Ein Eisbär am Wasser

Am gefährlichsten schätzt Plass aber die sogenannten Piteraqs ein. So nennen die Einwohner Grönlands plötzlich eintretende eiskalte Stürme, die bis zu 250 Stundenkilometer erreichen können. "Wenn dich so einer erwischt, bist du weg vom Fenster, dann kannst du auch kein Zelt mehr aufbauen." Die Expeditionsteilnehmer stünden deshalb täglich im Austausch mit dem Wetterdienst.

"Mit dieser Monotonie muss der Hirn erst mal klarkommen"

Die Tour werde aber nicht nur eine körperliche Herausforderung, sondern auch eine mentale. "Bis auf den Gletscher hat man keine Referenzpunkte - alles ist weiß", erklärt er. "Mit dieser Monotonie muss das Gehirn erst mal klarkommen."

Auch mit sich selbst und dem Alleinsein, werde man konfrontiert, meint Plass.
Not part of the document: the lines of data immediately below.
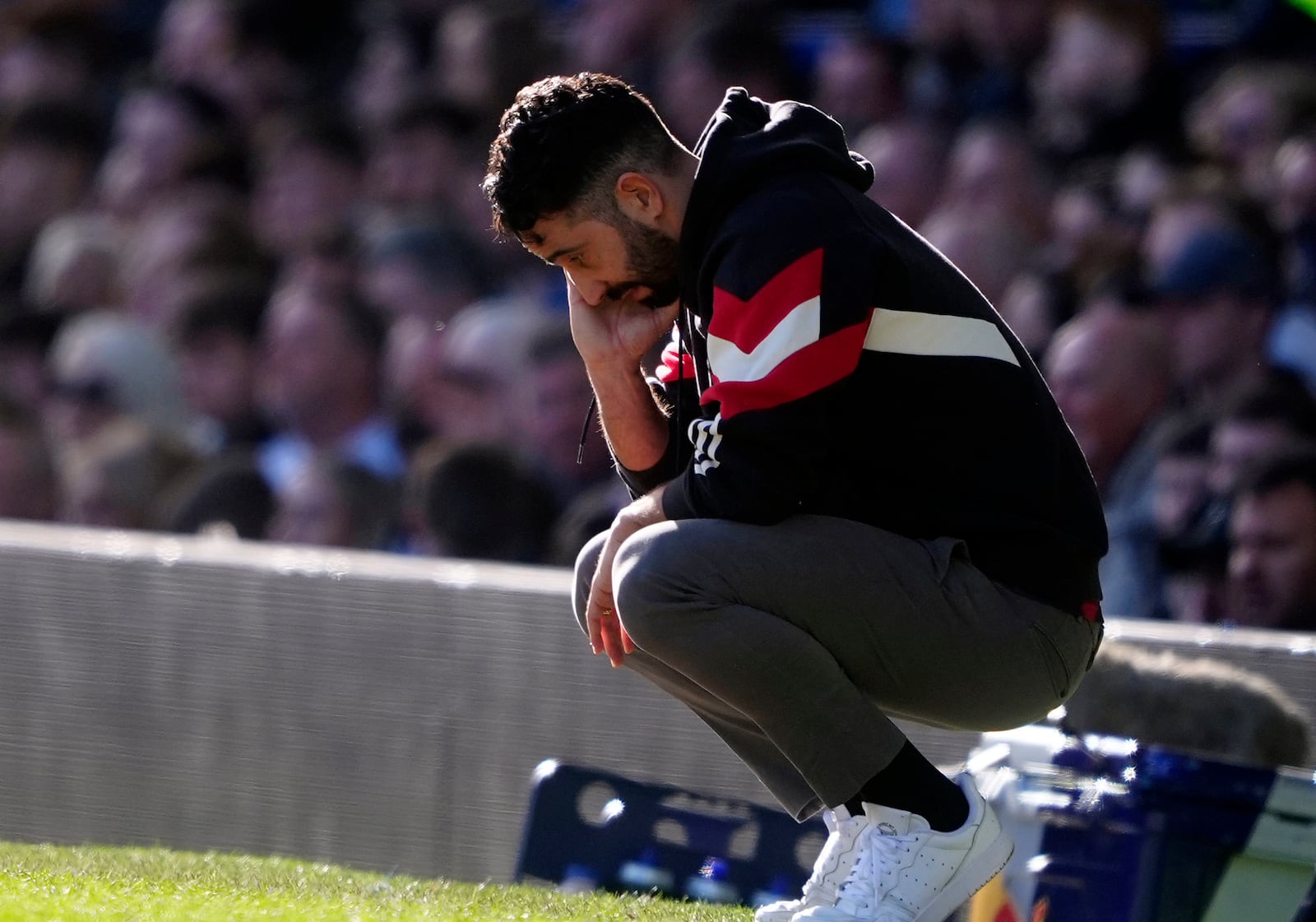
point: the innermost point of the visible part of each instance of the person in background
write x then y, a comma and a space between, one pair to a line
320, 386
1110, 373
1273, 544
1216, 299
774, 572
908, 162
104, 366
336, 503
26, 470
556, 428
223, 498
487, 502
48, 160
308, 183
1190, 537
1260, 419
122, 475
217, 342
76, 265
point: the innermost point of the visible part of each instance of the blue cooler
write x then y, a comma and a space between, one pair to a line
1224, 842
1074, 820
1110, 833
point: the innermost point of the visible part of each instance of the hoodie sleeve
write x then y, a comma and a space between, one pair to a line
791, 280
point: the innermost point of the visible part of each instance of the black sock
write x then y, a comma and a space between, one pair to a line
912, 783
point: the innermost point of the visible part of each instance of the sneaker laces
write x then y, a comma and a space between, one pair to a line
864, 889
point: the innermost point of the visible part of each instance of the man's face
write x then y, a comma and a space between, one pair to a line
609, 261
1273, 558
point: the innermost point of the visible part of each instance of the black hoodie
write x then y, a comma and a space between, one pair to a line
829, 360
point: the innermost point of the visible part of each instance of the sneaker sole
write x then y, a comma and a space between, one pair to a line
971, 879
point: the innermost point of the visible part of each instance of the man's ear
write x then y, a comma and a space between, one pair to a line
638, 197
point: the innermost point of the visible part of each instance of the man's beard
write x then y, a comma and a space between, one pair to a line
651, 262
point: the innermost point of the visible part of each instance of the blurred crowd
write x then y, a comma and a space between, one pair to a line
248, 283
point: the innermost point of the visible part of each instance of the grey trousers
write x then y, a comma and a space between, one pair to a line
798, 642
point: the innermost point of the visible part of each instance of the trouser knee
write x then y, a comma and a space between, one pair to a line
587, 562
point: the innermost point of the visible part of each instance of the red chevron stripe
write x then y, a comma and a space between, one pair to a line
675, 364
748, 322
811, 368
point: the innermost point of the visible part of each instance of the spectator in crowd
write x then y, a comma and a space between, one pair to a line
908, 160
484, 53
48, 158
1273, 544
470, 379
1191, 535
419, 162
183, 236
386, 72
195, 44
308, 183
1216, 298
104, 366
427, 271
1293, 210
1261, 419
624, 37
120, 475
1035, 304
1243, 118
557, 429
24, 345
994, 178
734, 44
225, 496
486, 502
217, 342
1109, 370
160, 132
857, 81
332, 502
320, 384
1099, 86
49, 55
76, 265
26, 471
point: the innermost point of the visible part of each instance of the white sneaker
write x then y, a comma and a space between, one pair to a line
832, 867
906, 873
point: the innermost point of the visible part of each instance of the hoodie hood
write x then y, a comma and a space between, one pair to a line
748, 142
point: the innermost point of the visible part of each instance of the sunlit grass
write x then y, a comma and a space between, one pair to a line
39, 883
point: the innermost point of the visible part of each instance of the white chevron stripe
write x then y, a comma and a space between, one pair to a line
911, 333
796, 331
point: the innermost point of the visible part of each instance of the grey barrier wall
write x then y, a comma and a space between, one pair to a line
373, 709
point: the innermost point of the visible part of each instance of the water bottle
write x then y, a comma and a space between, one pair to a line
644, 875
778, 888
712, 883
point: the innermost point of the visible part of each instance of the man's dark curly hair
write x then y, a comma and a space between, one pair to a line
563, 145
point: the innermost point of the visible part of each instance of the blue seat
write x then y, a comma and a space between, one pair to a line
590, 818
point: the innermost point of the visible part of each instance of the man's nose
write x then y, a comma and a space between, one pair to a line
591, 291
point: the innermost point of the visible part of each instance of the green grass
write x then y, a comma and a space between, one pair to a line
48, 883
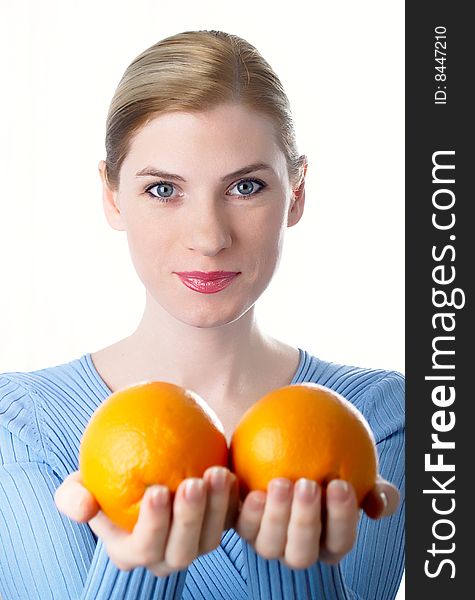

Beim Laufen könne man nicht miteinander reden. "Irgendwann fragt dich dann die innere Stimme: Was machst du hier überhaupt?"

Warum das Ganze?

Gute Frage: Ja, warum denn eigentlich? "So ein richtigen sinnvollen Grund gibt es nicht - außer, dass ich es will", meint Plass. "Und dass ich an der Herausforderung wachsen will."

Er glaubt: Wer so etwas geschafft hat, geht unweigerlich gestärkt da raus. Und auch beruflich sei es durchaus interessant für ihn, wie Selbstmanagement und Gruppendynamiken in solchen Extremsituationen ablaufen.

Mann zieht Autoreifen

Mit seiner Expedition will er außerdem Spenden sammeln. Die sollen an die Grundschule im Ortsteil Beilstein gehen, die auch seine Kinder besuchen. In dem Zusammenhang will er nach der Reise einen Vortrag halten.

Fühlt sich gut vorbereitet

Plass meint: Er fühle sich insgesamt gut vorbereitet. Seit September habe er drei Mal die Woche Autoreifen gezogen. Um die Monotonie zu trainieren, habe er dafür immer die gleiche Strecke durch Greifenstein genommen. Auch mental fühle er sich gut aufgestellt.

Seine Frau wird ihn am Sonntag mit den Kindern zur Bahn bringen. Nadine Plass meint: Ein etwas mulmiges Gefühl werde sie dann wohl haben. Aber die Familie sei das mittlerweile gewohnt. "Ich hab ihn so geheiratet und wusste vorher, dass er das braucht." Ohne das wäre er unglücklich, meint sie. Und die Kinder? Die würden sich höchstens wegen der Eisbären Gedanken machen.